Vanderbilt University Medical Center (VUMC) cancer researcher James Goldenring, M.D., Ph.D., has received a two-year, $200,000 grant from the DeGregorio Family Foundation in Pleasantville, New York, to begin clinical trials of a potential approach for reversing precancerous stomach lesions.
Stomach cancer is the fourth leading cause of cancer-related deaths worldwide after lung, liver and colorectal cancers. In the United States, 28,000 people will be diagnosed with stomach cancer this year, and nearly 11,000 will die from the disease, according to the American Cancer Society.
Goldenring said the grant will support an international collaborative trial with colleagues at Yonsei University Medical Center in Seoul, Korea, to test the effectiveness of the drug Selumetinib to reverse pre-cancerous lesions in patients following endoscopic resection of stage I gastric cancer.
Koreans have one of the world's highest incidences of gastric cancer.
"I am extremely grateful for the support that we have received from the DeGregorio Family Foundation," said Goldenring, the Paul W. Sanger Professor of Experimental Surgery at Vanderbilt University School of Medicine. "It is often difficult to obtain support for trials that require clinical collaboration at international sites."

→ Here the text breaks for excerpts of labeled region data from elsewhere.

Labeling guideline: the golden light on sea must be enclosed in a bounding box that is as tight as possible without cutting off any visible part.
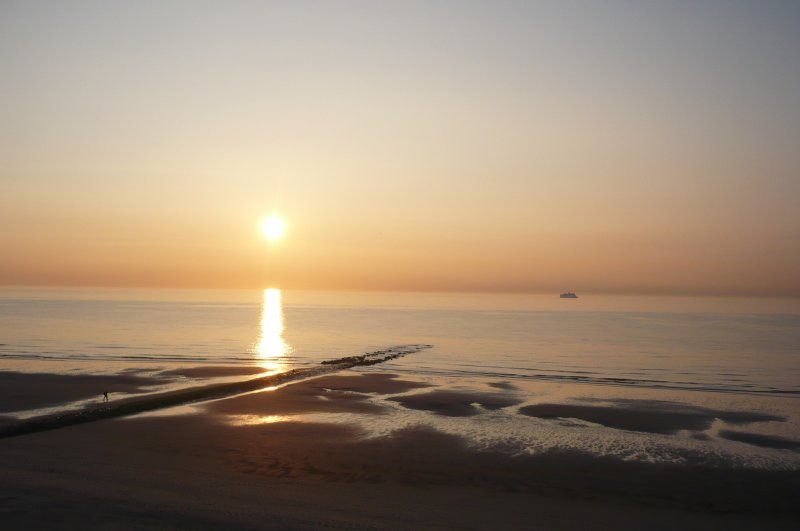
[255,288,291,371]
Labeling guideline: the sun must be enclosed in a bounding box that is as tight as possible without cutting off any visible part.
[260,216,286,241]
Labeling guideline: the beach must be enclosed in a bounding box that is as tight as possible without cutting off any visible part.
[0,368,800,529]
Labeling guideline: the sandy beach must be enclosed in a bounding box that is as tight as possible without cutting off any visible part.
[0,369,800,529]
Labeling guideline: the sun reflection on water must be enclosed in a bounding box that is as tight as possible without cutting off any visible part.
[255,288,292,372]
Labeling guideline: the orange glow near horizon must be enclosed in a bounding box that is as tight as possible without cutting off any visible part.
[0,1,800,297]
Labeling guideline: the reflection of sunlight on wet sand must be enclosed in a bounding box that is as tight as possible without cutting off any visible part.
[255,288,292,372]
[228,415,292,426]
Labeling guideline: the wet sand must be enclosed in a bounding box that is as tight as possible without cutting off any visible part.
[0,373,800,530]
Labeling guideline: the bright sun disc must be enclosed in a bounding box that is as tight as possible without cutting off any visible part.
[261,217,286,240]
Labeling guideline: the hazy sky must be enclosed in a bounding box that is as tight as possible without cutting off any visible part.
[0,0,800,296]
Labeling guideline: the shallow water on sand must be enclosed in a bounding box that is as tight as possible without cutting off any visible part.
[0,289,800,396]
[0,290,800,469]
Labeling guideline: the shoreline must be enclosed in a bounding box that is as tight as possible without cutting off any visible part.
[0,345,430,439]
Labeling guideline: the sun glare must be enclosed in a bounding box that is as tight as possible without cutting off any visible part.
[261,216,286,240]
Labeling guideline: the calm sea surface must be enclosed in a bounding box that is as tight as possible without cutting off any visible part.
[0,289,800,397]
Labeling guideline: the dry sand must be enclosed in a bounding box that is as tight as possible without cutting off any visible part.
[0,375,800,530]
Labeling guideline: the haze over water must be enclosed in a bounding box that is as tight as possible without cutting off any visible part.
[0,289,800,395]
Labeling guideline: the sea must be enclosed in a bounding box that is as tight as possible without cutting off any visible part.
[0,288,800,469]
[0,288,800,396]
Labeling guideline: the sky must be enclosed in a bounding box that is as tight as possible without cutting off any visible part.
[0,0,800,296]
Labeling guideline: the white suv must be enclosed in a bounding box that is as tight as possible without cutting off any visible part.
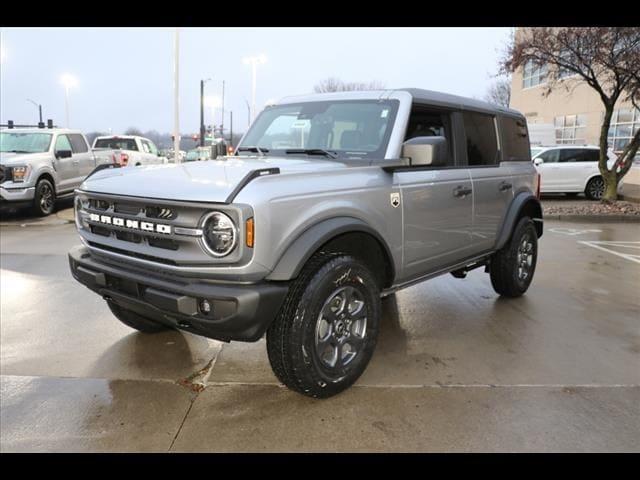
[532,145,616,200]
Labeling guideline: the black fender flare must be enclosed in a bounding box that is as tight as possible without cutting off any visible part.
[266,217,395,280]
[495,192,542,250]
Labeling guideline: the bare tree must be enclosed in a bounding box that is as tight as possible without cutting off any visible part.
[313,77,384,93]
[501,27,640,203]
[484,78,511,108]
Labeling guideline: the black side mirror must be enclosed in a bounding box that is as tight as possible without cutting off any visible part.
[402,136,449,167]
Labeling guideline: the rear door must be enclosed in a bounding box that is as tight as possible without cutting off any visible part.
[394,105,472,280]
[462,111,513,253]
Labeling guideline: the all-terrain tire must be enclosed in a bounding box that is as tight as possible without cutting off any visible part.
[267,252,381,398]
[490,217,538,297]
[584,176,605,200]
[33,178,56,217]
[107,300,170,333]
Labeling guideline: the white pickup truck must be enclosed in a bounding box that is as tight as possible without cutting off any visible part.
[93,135,168,167]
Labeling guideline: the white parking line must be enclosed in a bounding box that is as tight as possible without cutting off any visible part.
[578,240,640,263]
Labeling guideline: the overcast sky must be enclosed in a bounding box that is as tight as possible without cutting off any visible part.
[0,28,511,133]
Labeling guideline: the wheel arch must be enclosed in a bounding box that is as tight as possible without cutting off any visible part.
[496,192,543,250]
[266,217,395,287]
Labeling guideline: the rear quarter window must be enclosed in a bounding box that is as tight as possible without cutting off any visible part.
[500,117,531,162]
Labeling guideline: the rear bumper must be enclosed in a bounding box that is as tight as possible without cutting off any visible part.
[69,246,289,342]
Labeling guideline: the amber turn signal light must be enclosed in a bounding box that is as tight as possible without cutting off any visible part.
[245,217,254,248]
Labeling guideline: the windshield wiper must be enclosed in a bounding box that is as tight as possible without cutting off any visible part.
[284,148,338,158]
[238,147,269,157]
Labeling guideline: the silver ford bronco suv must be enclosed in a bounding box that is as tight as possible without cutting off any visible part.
[69,89,542,397]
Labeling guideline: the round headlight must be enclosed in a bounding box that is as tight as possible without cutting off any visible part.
[202,212,238,257]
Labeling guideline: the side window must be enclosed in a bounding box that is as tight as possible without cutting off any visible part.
[560,148,584,163]
[462,112,498,166]
[404,106,454,166]
[538,149,560,163]
[500,117,530,162]
[56,135,73,152]
[69,133,89,153]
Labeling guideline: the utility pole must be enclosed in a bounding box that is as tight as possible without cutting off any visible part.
[220,80,224,139]
[173,28,180,163]
[200,80,205,147]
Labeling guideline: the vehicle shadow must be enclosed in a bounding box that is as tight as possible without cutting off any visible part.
[89,330,220,381]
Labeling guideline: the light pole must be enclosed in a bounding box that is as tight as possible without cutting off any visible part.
[60,73,78,128]
[242,55,267,121]
[200,78,211,147]
[27,98,44,126]
[204,95,221,137]
[173,28,180,163]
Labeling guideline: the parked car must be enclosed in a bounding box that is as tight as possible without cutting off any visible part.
[93,135,168,167]
[184,146,211,162]
[0,128,114,216]
[69,89,543,397]
[532,145,616,200]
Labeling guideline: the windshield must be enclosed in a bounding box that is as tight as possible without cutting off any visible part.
[238,100,399,159]
[93,138,138,152]
[185,150,200,161]
[0,132,52,153]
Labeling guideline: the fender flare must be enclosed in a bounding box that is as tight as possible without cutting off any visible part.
[266,217,395,280]
[495,192,542,250]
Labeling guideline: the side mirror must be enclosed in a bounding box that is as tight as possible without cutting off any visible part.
[402,137,448,167]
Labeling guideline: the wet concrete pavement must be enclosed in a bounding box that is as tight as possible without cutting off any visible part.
[0,221,640,451]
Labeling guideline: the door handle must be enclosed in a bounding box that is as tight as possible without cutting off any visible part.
[453,185,473,197]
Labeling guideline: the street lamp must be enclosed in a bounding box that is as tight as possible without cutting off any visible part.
[27,98,44,126]
[242,55,267,121]
[200,78,211,147]
[204,95,224,137]
[60,73,78,128]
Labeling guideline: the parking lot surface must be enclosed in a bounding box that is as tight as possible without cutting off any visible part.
[0,221,640,452]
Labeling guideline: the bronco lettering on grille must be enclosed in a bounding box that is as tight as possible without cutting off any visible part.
[89,213,171,234]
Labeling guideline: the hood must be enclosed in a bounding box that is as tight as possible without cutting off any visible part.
[80,157,346,203]
[0,152,48,165]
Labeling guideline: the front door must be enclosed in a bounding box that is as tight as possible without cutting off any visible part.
[53,135,80,193]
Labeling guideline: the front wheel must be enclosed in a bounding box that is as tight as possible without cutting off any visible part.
[584,177,604,200]
[33,178,56,217]
[490,217,538,297]
[267,253,380,398]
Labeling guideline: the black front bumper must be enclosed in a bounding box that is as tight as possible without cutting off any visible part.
[69,246,289,342]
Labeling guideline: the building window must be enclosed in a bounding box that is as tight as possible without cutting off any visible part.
[608,108,640,153]
[554,115,587,145]
[522,60,547,88]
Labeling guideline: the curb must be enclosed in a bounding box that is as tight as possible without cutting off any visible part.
[542,212,640,223]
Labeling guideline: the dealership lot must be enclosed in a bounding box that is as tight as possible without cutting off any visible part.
[0,218,640,451]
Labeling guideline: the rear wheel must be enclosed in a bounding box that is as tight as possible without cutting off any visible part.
[584,177,604,200]
[267,253,380,398]
[33,178,56,217]
[107,300,170,333]
[490,217,538,297]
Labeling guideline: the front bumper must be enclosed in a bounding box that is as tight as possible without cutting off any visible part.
[0,187,36,204]
[69,246,289,342]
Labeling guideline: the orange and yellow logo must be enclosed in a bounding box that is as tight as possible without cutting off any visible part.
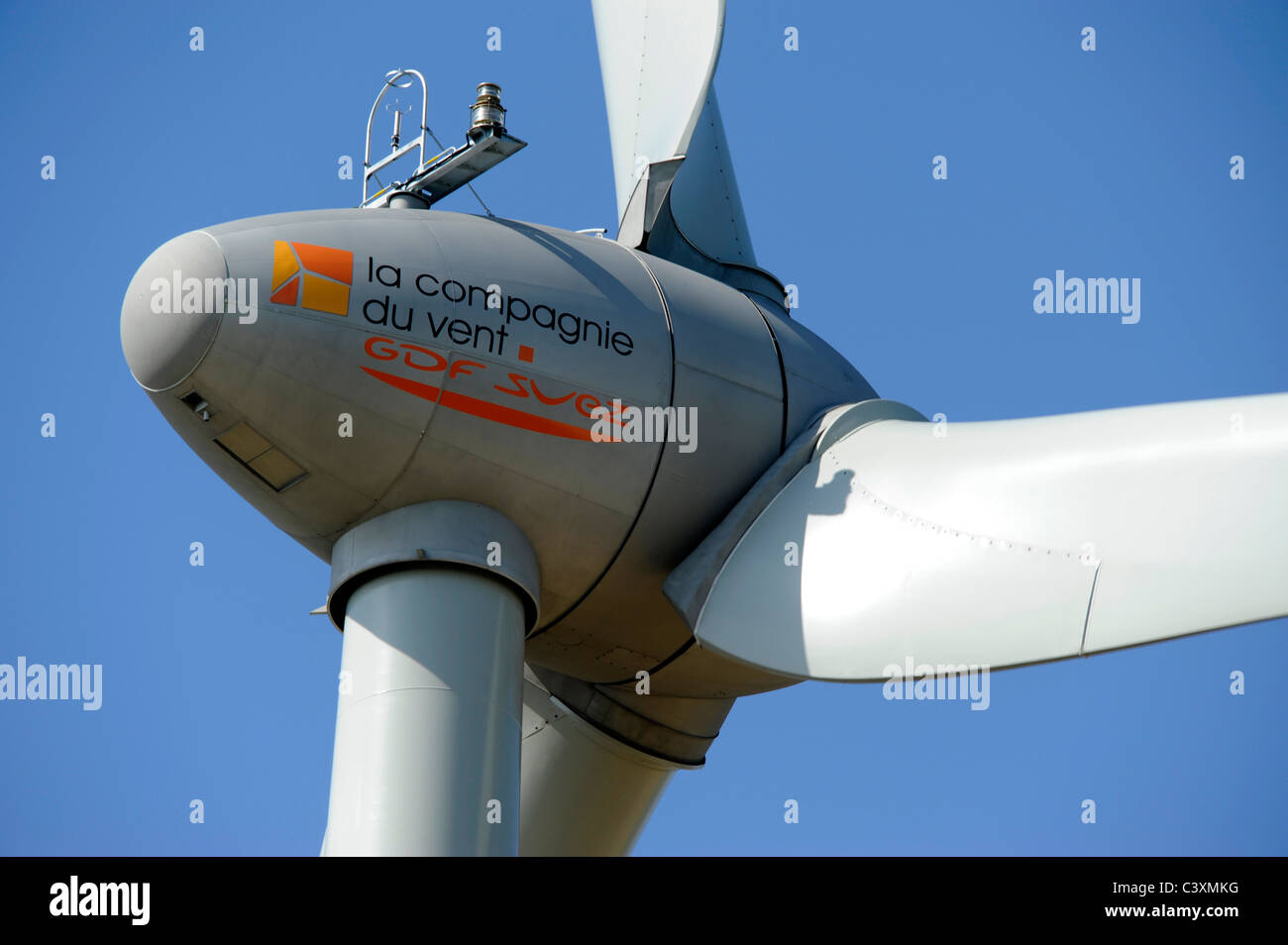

"We are very excited to partner with Dr. Goldenring and his colleagues at Vanderbilt University," said Lynn DeGregorio, president of the DeGregorio Family Foundation. "We look forward to the day when we can say we had a part in eradicating stomach cancer."
The foundation was established in 2006 after a 10th member of the DeGregorio family succumbed to stomach cancer and was found to have had a rare gene mutation that causes the disease and other common cancers.
Selumetinib blocks MEK, an enzyme downstream of Ras, a signaling protein that regulates cell growth and survival. Abnormal Ras activation, possibly triggered by other signaling molecules, is associated with up to one-third of all human cancers and recently was identified in a large percentage of gastric cancers.
A year ago, Goldenring reported in Gastroenterology that Selumetinib, a drug recently approved for use in patients with advanced thyroid cancer, halted and reversed neoplastic progression in a mouse model of activated Ras induction of metaplasia and precancerous lesions in the stomach.
It appears that underneath the abnormal metaplastic cells hides a lineage of normal progenitor cells, which can regenerate the normal mucosal layer of the stomach, Goldenring said. When the consequences of abnormal Ras activation were blocked by Selumetinib, normal cells pushed the abnormal tissue out of the mucosa.
The grant will support a study of MEK inhibition in patients who have had local endoscopic removal of a stage I gastric cancer. These patients have a 2 to 5 percent per year incidence of developing a second cancer in the stomach because a large amount of metaplastic mucosa remains.
Astra-Zeneca Corporation will provide the Selumetinib for the trial.
Few clinical trials have focused on the elimination of discrete precancerous cells through drug treatment, Goldenring said.
The protocol for treatment with Selumetinib will evaluate the drug's efficacy for resolving pre-cancerous metaplasia in humans. If short-term treatment with Selumetinib is successful in these patients, broader studies will be needed to evaluate the consequences on both cancer recurrence and long-term survival, he said.